“Say, fellows,” cried the irrepressible Rattleton, “why is Browning like a member of a certain well-known religious organization?”
“Oh, go chase yourself out of here!” begged Bruce. “I’m already sick, and your weak jokes make me sicker.”
“It’s because he’s a Shaker.”
Browning groaned and turned his face toward the wall.
“Won’t some one kindly kill that idiot for me?” he pleaded.

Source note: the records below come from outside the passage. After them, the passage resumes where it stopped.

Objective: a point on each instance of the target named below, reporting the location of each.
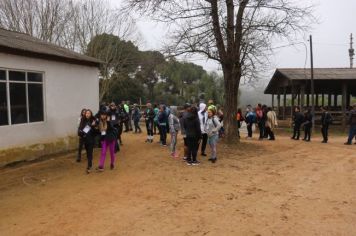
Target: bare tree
(235, 33)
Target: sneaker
(100, 169)
(195, 163)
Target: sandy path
(259, 188)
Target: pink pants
(104, 146)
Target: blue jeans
(352, 133)
(163, 134)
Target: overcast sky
(331, 37)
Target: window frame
(7, 81)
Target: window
(21, 97)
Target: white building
(43, 88)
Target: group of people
(105, 130)
(263, 116)
(200, 125)
(197, 125)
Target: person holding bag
(212, 127)
(87, 131)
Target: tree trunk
(231, 83)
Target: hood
(191, 116)
(202, 107)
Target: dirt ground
(256, 188)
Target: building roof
(16, 43)
(325, 78)
(319, 73)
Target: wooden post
(272, 100)
(329, 101)
(292, 100)
(343, 105)
(302, 95)
(348, 100)
(284, 102)
(279, 102)
(335, 100)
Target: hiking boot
(100, 169)
(195, 163)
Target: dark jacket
(163, 118)
(352, 118)
(114, 117)
(326, 119)
(308, 120)
(136, 115)
(149, 115)
(298, 118)
(87, 130)
(191, 126)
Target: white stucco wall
(67, 89)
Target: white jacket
(203, 117)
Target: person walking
(239, 120)
(182, 117)
(162, 121)
(193, 135)
(87, 131)
(174, 127)
(81, 141)
(352, 123)
(149, 116)
(203, 116)
(212, 127)
(155, 124)
(298, 119)
(261, 120)
(108, 138)
(250, 119)
(136, 116)
(271, 123)
(325, 121)
(115, 122)
(308, 124)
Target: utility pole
(312, 79)
(351, 52)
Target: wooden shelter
(333, 87)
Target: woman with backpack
(212, 127)
(192, 129)
(239, 119)
(136, 116)
(81, 141)
(108, 138)
(87, 132)
(174, 127)
(162, 121)
(308, 124)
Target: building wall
(67, 89)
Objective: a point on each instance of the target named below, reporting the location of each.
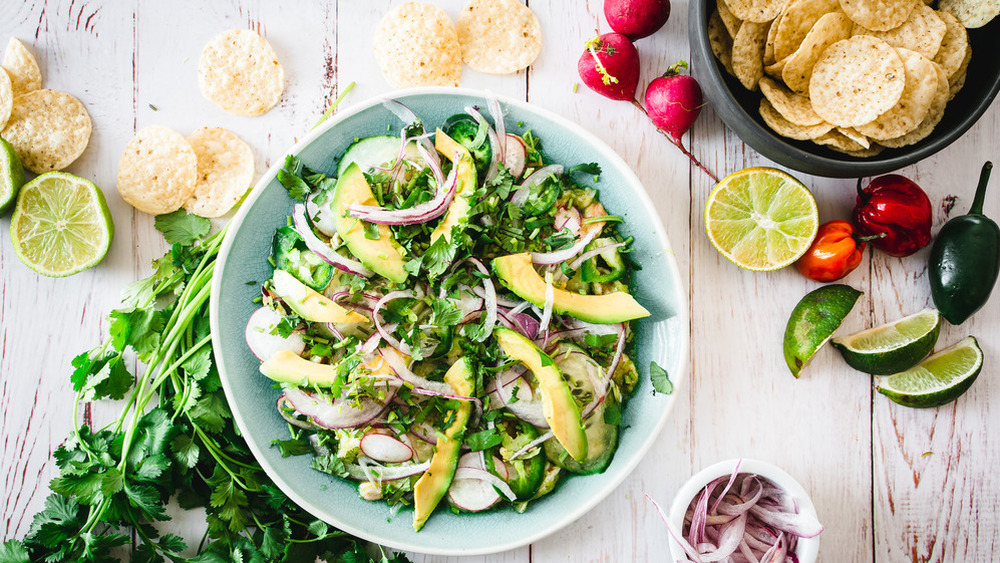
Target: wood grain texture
(891, 484)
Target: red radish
(610, 66)
(673, 102)
(636, 18)
(382, 447)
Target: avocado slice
(458, 211)
(309, 304)
(518, 275)
(602, 438)
(434, 483)
(560, 409)
(383, 255)
(288, 367)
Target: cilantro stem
(333, 106)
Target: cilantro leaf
(660, 379)
(289, 178)
(181, 227)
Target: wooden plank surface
(890, 484)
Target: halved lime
(814, 320)
(761, 219)
(892, 347)
(11, 175)
(61, 225)
(939, 379)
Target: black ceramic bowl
(738, 107)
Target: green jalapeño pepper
(606, 266)
(290, 254)
(965, 260)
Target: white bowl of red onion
(743, 510)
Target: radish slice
(385, 448)
(339, 413)
(371, 472)
(515, 156)
(262, 342)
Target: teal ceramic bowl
(662, 338)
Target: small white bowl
(806, 549)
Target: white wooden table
(890, 483)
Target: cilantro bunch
(174, 440)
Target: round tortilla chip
(748, 53)
(225, 171)
(798, 19)
(721, 42)
(499, 36)
(48, 129)
(829, 29)
(934, 115)
(954, 46)
(839, 142)
(239, 72)
(732, 22)
(856, 80)
(6, 98)
(921, 32)
(158, 170)
(21, 66)
(757, 11)
(791, 106)
(878, 15)
(972, 13)
(417, 45)
(919, 90)
(786, 128)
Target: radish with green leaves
(636, 18)
(609, 66)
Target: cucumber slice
(375, 151)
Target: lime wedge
(61, 225)
(761, 219)
(939, 379)
(892, 347)
(814, 320)
(11, 175)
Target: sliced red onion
(499, 125)
(381, 473)
(560, 256)
(539, 175)
(322, 249)
(420, 213)
(385, 448)
(385, 331)
(490, 299)
(340, 413)
(591, 253)
(261, 340)
(515, 155)
(550, 296)
(398, 366)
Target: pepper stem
(984, 178)
(864, 197)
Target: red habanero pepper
(835, 252)
(894, 205)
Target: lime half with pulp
(11, 175)
(814, 320)
(61, 225)
(761, 219)
(939, 379)
(893, 347)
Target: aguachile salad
(448, 317)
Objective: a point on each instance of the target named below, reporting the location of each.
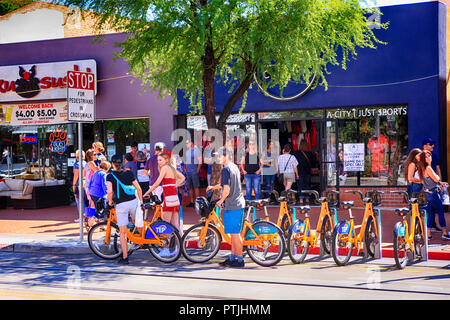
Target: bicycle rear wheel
(271, 249)
(341, 247)
(285, 225)
(326, 235)
(419, 239)
(370, 237)
(297, 246)
(400, 250)
(110, 249)
(192, 248)
(170, 251)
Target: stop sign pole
(80, 108)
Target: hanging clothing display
(377, 149)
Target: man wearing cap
(234, 204)
(428, 145)
(151, 168)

Frank Merriwell came into the room, holding a handsome lancewood bow and a sheaf of arrows.
“If we are going to meet Ward Hammond and his Blue Mountain boys day after to-morrow,” he said, surveying the lounging group, “it strikes me that it would be well for the new members of Lake Lily Athletic Club to get in a little archery practice.”
To this there was a general assent, and the entire party prepared to leave the room, with the exception of Bruce Browning, who shivered and drew the blanket closer about him as they got up to go.
Out by the lake there was a level stretch of greensward. Here a target had been set up, and the members of the club had practiced at archery.
Both the new and the old members of the Lake Lily Athletic Club practiced with the bow so faithfully in the limited time given them that when they climbed to the archery ground on the wooded crest of Blue Mountain they felt that they would be able to give Ward Hammond and his friends a hard contest, if nothing more, though Hammond had been heard publicly to declare that the Lilywhites’ new members would add nothing to the strength of the club.